Last week the case of Canadian school girl Amanda Todd, who committed suicide after years of cyber bullying, was all over the media, and serves as a sad reminder of how hurtful online abuse can be and how quickly it can escalate out of control.
Nowadays, most of us spend more and more time online. Inevitably, issues of associated abuse are carried into businesses. Such abuse is not limited to social media sites. In most businesses, employees have access to the email addresses of other staff members, and so cyber bullying can escalate from there. Text messages and even offensive screen-savers can be used to distribute offensive messages.
The worrying thing is that much of this can take place unnoticed, which is why issues often spiral out of control. Hundreds of emails are likely to be sent everyday, so monitoring and controlling those which ‘cross the line’ can be difficult. Being aware of what might have been said on social networking sights is another ball game altogether.

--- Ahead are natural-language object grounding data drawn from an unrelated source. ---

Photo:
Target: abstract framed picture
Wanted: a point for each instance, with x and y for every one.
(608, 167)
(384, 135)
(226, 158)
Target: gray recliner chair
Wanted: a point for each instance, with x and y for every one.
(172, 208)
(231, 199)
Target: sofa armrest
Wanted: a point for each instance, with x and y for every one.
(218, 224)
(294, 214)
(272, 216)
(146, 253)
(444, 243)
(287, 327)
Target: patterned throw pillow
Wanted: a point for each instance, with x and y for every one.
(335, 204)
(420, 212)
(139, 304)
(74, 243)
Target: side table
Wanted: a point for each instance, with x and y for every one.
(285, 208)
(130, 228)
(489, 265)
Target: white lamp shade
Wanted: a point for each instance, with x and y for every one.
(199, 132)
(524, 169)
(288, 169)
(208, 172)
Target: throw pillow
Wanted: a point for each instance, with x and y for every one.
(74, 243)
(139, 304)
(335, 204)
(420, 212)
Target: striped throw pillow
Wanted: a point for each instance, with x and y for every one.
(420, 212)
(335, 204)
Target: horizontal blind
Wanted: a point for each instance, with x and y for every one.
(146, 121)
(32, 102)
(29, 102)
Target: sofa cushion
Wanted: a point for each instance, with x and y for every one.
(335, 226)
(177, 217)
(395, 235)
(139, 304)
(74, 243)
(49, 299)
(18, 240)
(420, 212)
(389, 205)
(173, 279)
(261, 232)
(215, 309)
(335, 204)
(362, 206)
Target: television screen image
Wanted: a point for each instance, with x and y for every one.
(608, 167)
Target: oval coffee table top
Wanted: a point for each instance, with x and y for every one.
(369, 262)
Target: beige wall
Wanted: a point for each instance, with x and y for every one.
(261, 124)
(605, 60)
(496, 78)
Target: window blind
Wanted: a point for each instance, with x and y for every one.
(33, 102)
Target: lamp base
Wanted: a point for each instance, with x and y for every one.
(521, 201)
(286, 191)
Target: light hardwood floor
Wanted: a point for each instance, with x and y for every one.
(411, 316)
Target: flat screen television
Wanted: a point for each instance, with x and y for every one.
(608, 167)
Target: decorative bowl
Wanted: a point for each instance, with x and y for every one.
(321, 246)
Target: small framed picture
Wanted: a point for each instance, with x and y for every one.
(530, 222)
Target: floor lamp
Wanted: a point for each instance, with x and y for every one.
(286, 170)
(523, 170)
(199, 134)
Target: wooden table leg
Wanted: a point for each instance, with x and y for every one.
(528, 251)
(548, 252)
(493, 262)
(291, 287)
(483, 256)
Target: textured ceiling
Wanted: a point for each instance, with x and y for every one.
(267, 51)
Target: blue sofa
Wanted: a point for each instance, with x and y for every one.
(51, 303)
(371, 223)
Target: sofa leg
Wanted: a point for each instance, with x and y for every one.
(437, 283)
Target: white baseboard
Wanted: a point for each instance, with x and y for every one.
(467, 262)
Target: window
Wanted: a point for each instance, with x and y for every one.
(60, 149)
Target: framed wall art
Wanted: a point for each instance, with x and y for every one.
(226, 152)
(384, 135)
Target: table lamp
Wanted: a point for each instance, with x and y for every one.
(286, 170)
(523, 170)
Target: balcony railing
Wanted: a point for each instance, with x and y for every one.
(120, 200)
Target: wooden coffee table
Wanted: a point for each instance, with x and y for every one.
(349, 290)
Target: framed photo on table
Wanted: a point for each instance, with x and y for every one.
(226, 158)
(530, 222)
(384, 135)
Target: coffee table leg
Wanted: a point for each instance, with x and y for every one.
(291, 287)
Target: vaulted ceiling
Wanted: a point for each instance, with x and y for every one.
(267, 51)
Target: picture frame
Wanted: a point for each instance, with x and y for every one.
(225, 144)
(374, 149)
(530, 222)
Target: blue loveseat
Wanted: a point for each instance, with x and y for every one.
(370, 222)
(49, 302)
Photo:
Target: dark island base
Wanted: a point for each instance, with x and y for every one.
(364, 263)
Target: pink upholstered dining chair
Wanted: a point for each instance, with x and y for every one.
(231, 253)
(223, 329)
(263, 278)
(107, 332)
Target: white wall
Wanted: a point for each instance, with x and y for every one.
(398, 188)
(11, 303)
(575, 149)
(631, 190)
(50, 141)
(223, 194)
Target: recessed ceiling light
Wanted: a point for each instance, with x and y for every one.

Earlier this year, the case of Teggart v TeleTech UK Ltd provided a further example to demonstrate the circumstances in which an employee can be dismissed for offensive comments about a work colleague published on a social networking site.
Mr Teggart updated his Facebook status to suggest that a female colleague had been sexually promiscuous with other colleagues. Although the woman in question was not ‘friends’ with Mr Teggart on Facebook (unsurprising perhaps in light of his remarks),she heard about the post from another work colleague and was very upset and distressed by the comments.
After a formal investigation by the company, Mr Teggart was dismissed for gross misconduct for not only harassing his colleague but by bringing the company’s name into dispute. Mr Teggart complained of unfair dismissal, but his claim was dismissed.
Although Mr Teggert made the comments at home after work, his comments were still grounds for dismissal. When an employee takes steps outside work which have an impact on the workplace, the employer has to manage it. This type of situation arises all the time and the advancement of technology means that messages posted online can be distributed very quickly and seen by many within a few minutes of going live. Some organisations promote the use of social networking sites such as Linked-In and Twitter for marketing purposes, which means that the line of what is and isn't acceptable is becoming more and more blurred.
We recommend having a social media policy in place. Some employers are reluctant to implement a policy which restricts their employees’ use of social networking sites for fear that it might be counter-productive. Having a policy in place will spell out your rules, and help you demonstrate due diligence if somebody brings a claim against you.
Incidentally, one of our business associates has recently introduced a social media safety checking service. If you’d like to know more about that get in touch.
Last year, ACAS published a guide for employers in relation to social media. These are the key points.
- Make sure that you have a social media policy in place and consult with staff on its use.
- Set out the organisation’s expectations with regard to acceptable and unacceptable behaviour.
- Make it clear that offline conduct is no different to online conduct.
- Communicate your policies on internet use.
- Ensure staffs know how to raise formal and informal grievances.
It takes years and years to build a good reputation, but seconds (literally) to ruin it, and the risks of not taking cyber bullying seriously can be extensive and expensive. Most employees will behave impeccably online, but there will always be that one who doesn't. Having a policy in place will make your standards clear, and will hopefully avoid any problems arising. Cyber-bullying is hurtful for all those involved, so it is best avoid it wherever possible.